2000’lerin başında, birçok marka üç boyutlu logoları tercih ediyordu. Daha sonra yalnızca bir gecede değişim başladı ve iki boyutlu, düz bir dünyaya uyandık.
1997’de tanıtılan ilk Google logosu, üç boyutluydu. Şimdi baktığımızda ise çok daha sade ve iki boyutlu. Üstelik bunu yapan tek şirket Google da değil. 2000’li yılların başında, 3D logolar epey revaçtaydı.
Daha sonra biz farkına varmadan logolar boyut değiştirdi ve büyük bir çoğunluğu iki boyutluya doğru evrildi. Aklınıza en popüler uygulamaları getirin. Instagram, Netflix, YouTube… Hepsi iki boyutlu. Peki bu değişim nasıl ve neden oldu?
2000’lerdeki logolara gelmeden önce 1990’lara gidelim.
1990’lı yıllarda logolar yine iki boyutlu, sade ve basitti. 2000’lerin başında ise photoshop yükselişe geçti. Dijtal grafik tasarım, herkesin kolayca erişebileceği bir şey oldu. Logolar da iki boyutludan üç boyutluya geçiş yaptı. 90’lara kıyasla daha hareketli, gerçekçi, kabartmalı görseller tercih ediliyordu.

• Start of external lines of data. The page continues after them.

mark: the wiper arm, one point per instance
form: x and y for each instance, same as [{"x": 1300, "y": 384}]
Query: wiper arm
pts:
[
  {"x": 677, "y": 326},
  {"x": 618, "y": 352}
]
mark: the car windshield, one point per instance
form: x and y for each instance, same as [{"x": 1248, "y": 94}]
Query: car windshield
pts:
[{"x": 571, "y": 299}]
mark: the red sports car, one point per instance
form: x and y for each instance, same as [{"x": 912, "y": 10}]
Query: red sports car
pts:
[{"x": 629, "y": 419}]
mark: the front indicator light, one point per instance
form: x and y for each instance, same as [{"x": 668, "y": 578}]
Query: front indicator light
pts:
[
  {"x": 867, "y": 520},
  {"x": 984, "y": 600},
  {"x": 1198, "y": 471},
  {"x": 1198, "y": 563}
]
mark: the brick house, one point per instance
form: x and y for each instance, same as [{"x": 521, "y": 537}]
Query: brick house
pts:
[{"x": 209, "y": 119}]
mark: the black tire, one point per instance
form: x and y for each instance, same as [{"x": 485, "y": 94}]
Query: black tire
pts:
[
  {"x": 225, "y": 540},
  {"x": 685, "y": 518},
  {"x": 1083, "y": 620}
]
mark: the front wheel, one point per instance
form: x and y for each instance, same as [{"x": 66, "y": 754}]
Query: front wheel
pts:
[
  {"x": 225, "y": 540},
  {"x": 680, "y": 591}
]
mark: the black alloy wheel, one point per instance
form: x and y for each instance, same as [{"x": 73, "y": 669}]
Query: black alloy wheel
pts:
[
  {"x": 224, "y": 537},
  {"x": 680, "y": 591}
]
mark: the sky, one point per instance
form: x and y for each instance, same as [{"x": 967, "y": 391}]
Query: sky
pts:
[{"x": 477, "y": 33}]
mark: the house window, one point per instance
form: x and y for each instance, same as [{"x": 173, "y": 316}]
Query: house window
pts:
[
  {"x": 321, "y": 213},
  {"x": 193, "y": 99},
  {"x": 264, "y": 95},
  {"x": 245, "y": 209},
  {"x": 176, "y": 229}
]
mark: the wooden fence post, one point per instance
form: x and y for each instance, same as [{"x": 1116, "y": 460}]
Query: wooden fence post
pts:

“Skeomorfizm”in büyük bir etkisi vardı.
Bir nesnenin, çalışma prensibi farklı olmasına rağmen daha önceden bilinen farklı bir nesneyi hatırlatacak şekilde tasarlanması anlamına gelen sekomorfizm, nesnelerin iki boyutlu düzleme aktarılırken daha gerçekçi ve üç boyutlu çizgiler ile şekiller kullanılarak tasarlandığı bir tasarım trendi hâline gelmişti.
Temel amaç ise bilgisayar sistemlerine yeni alışmaya başlayan insanlar için kullanımı daha kolay hâle getirmekti. Arayüzlerde de dijital özellikler, gerçek hayattaki nesnelere benzetiliyordu. Örneğin “kaydet” deyince aklımıza gelen disket sembolü, bir skeomorfizm örneği. Tabii gelişen teknolojiyle disket kullanımı kalktığında bu sembol de değişime uğradı.
Skeomorfizme sık sık başvurulan o dönemlerde, dijital ortamlarda gerçekliği taklit etmek için çok daha fazla gölgeler, dokular, degradeler kullanılıyordu.
Skeomorfizm sayesinde yeni teknolojilere de daha iyi adapte olunuyordu. Örneğin yalnızca bir tuşa sahip iPhone kullanırken ekrana dokunduğumuz yerlerde bir “tık” sesi çıkması, gerçekten bir tuşa basıyormuşsunuz hissiyatı veriyordu.
Bu teknolojileri kullanmaya alıştıkça skeomorfizm ve üç boyutlu tasarımın önemi azalmaya başladı. Aşırı eğimler, göze batan kenarlar ve yansımaların karmaşık, göz yoran ve kullanımının zor olduğu ortadaydı. Böylece tekrardan iki boyutlu tasarımlara yönelik adımlar atıldı.
Değişim bir gecede oldu diyebiliriz.
18 Eylül 2013’te Apple, iOS 7 güncellemesini getirdi ve düz bir dünyaya uyandık. Parlak, kabartmalı, cafcaflı tasarımın yerini iki boyutlu bir sadelik almıştı. Elbette bu büyük değişim, değişimi pek de sevmeyen biz insanlar için epey eleştiri sebebi oldu. Apple’ın bu radikal yeniliği, diğer markaların ve logolarının da değişimini hızlandırdı.
Aslında logoların bu yönde değişimi çok daha mantıklı oldu çünkü tasarımcılar, belli bir markanın logosunu büyültüp küçültürken veya başka bir yere sığdırmaya çalışırken detayların bozulmasıyla eskisi gibi uğraşmak zorunda kalmıyor.
Günümüzde ise internette gördüğümüz neredeyse her şey düz ve iki boyutlu tasarıma sahip. Ancak değişen teknoloji ve VR gözlükler gibi kendimizi içinde bulacağımız dijital çağda bizi neyin beklediği, skeomorfizmin geri gelip gelmeyeceğiyle ilgili büyük konuşmamak gerek!